German Chancellor Olaf Scholz admitted Thursday that releasing Krasikov — who German judges said had carried out the assassination on orders from Moscow — had not been easy.
In return, Berlin secured the release of five German nationals — including some with dual Russian citizenship.
‘Illegals’
Peskov also confirmed that a Russian couple released from Slovenia were also spies.
Artem Dultsev and Anna Dultseva, whose two children were sent to Russia in the deal, had been posing as an Argentine couple that ran an IT businesses and art gallery in Ljubljana.
“The children of the illegals who arrived yesterday only found out they were Russian on the plane from Ankara,” said Peskov. “They do not speak Russian.”
“Illegals” is a term used to refer to Russian undercover spies who live in foreign countries for years, even decades, under fake identities, gathering intelligence to send back to Moscow.
Putin had greeted the children with “buenas noches” — Spanish for “good evening” — after their arrival on Thursday.
“They didn’t even know who Putin was,” said Peskov. “That’s how illegals work, making such sacrifices for the sake of their work and their dedication to their service.”
To secure their return, Putin agreed to release not only the three US citizens, but some of his fiercest domestic critics who had been jailed for campaigning against him.
‘Wonderful’
Russia released three US citizens — journalists Evan Gershkovich and Alsu Kurmasheva, and ex-marine Paul Whelan — in a deal heralded by US President Joe Biden as an historic “feat of diplomacy”.

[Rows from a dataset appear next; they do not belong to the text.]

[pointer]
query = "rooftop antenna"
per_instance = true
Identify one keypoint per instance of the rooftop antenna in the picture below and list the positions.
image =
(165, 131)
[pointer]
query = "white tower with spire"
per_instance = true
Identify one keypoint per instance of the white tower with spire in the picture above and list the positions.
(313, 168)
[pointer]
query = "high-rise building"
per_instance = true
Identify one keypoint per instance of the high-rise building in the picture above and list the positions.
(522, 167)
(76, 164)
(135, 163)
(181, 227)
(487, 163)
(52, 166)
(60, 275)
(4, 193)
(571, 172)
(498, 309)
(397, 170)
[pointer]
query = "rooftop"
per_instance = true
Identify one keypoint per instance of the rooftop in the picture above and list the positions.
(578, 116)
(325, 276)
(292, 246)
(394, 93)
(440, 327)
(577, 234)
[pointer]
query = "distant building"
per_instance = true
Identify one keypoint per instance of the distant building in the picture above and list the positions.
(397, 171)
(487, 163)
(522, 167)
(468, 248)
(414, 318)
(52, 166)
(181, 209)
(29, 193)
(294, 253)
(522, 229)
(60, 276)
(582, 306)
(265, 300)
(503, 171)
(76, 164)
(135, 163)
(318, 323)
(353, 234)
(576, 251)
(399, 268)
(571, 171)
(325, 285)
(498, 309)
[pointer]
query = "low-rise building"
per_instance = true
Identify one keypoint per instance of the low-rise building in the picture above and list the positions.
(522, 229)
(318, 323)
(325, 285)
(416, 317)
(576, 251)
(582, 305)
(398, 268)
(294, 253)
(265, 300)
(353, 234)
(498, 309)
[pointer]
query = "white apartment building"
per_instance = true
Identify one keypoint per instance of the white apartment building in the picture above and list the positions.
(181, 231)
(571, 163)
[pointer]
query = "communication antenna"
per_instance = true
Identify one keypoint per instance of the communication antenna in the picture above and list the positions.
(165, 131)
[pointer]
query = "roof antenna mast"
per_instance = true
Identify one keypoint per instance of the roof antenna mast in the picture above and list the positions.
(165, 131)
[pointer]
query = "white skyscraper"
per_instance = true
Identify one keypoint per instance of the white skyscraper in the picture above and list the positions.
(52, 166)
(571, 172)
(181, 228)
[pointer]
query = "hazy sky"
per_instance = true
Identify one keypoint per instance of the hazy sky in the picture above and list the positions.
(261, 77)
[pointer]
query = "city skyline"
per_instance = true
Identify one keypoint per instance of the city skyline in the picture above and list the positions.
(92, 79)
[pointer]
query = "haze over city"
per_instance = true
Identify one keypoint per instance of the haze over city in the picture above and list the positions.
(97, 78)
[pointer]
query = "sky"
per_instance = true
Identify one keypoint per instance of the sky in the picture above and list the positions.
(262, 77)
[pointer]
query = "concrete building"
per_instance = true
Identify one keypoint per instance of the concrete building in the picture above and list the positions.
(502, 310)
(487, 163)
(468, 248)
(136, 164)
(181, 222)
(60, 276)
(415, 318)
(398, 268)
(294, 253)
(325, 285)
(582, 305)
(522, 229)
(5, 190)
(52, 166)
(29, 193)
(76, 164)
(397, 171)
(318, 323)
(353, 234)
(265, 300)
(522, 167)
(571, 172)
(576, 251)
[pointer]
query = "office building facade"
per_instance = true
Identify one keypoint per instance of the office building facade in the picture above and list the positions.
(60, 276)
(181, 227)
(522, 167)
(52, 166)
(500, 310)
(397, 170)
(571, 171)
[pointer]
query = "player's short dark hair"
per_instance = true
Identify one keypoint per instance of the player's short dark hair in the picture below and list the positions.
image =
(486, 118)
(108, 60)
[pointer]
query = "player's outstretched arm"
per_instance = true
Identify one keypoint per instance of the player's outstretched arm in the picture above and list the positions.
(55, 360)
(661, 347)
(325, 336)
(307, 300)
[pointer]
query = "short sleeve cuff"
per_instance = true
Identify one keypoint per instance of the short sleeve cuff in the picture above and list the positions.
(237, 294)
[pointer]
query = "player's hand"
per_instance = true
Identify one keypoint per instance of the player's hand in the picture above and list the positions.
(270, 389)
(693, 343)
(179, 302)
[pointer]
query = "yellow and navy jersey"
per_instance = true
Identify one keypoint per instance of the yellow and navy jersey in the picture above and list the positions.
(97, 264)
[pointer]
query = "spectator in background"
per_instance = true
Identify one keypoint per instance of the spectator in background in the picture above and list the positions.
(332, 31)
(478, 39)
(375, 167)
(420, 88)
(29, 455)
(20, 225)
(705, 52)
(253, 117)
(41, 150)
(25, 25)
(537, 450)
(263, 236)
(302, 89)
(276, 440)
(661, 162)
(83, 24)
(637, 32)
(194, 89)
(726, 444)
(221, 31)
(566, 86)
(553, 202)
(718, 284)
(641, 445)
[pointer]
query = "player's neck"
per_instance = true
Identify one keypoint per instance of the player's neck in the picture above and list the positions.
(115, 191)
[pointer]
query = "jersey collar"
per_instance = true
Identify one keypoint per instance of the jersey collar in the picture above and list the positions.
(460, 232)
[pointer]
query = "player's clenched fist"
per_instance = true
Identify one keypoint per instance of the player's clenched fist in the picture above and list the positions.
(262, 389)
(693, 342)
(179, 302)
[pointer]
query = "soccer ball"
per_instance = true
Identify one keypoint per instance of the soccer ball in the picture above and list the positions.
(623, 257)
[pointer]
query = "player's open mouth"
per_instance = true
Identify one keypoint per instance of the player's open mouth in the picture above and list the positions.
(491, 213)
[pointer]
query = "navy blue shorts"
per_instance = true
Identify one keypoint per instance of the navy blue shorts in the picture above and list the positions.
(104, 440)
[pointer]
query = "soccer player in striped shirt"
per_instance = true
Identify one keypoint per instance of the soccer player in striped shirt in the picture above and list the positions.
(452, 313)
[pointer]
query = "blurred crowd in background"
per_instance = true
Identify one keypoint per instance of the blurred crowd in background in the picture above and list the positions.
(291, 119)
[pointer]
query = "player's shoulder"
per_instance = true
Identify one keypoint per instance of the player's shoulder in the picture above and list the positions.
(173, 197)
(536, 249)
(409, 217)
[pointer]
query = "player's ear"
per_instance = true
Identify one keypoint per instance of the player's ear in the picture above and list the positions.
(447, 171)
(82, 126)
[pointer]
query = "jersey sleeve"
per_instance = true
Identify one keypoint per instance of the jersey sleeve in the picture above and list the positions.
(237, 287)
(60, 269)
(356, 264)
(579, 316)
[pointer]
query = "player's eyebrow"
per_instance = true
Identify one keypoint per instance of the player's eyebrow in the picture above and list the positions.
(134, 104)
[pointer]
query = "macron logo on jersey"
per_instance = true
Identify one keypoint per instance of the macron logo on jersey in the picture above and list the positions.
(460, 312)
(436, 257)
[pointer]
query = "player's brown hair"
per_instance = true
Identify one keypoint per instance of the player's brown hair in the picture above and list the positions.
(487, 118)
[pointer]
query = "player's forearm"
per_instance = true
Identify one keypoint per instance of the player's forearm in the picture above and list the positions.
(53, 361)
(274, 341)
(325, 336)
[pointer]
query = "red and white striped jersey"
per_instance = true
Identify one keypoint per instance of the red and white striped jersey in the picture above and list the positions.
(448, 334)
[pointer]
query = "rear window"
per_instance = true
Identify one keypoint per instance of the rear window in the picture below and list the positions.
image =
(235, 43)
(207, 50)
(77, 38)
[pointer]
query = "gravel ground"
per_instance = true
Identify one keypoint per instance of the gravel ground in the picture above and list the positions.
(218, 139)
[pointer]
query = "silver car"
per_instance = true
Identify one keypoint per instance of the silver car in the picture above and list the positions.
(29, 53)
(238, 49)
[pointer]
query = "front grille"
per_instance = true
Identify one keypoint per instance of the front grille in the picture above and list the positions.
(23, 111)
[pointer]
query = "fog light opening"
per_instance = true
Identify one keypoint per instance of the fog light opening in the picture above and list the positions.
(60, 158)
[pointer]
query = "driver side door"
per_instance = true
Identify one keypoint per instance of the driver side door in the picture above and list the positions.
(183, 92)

They touched down in Texas on Friday for medical checks after earlier landing at Joint Base Andrews, just outside Washington.
Their arrival on US soil late Thursday was met by cheers from family and friends as they disembarked a plane, before each embracing Biden and Vice President Kamala Harris.
In total, 24 prisoners were freed — eight by the West, 15 by Russia and one by Russia’s ally Belarus.
In emotional scenes at the air base, Wall Street Journal reporter Gershkovich was filmed embracing and lifting his mother into the air as they reunited after 16 months in captivity.
Radio Free Europe/Radio Liberty editor Kurmasheva, who also holds Russian citizenship, ran to hug her two children, while Paul Whelan, who spent more than five years in Russian prisons, expressed relief at finally being free.
“I’m glad I’m home. I’m never going back there again,” Whelan laughed.
The United States had denounced the charges against all three of them as baseless.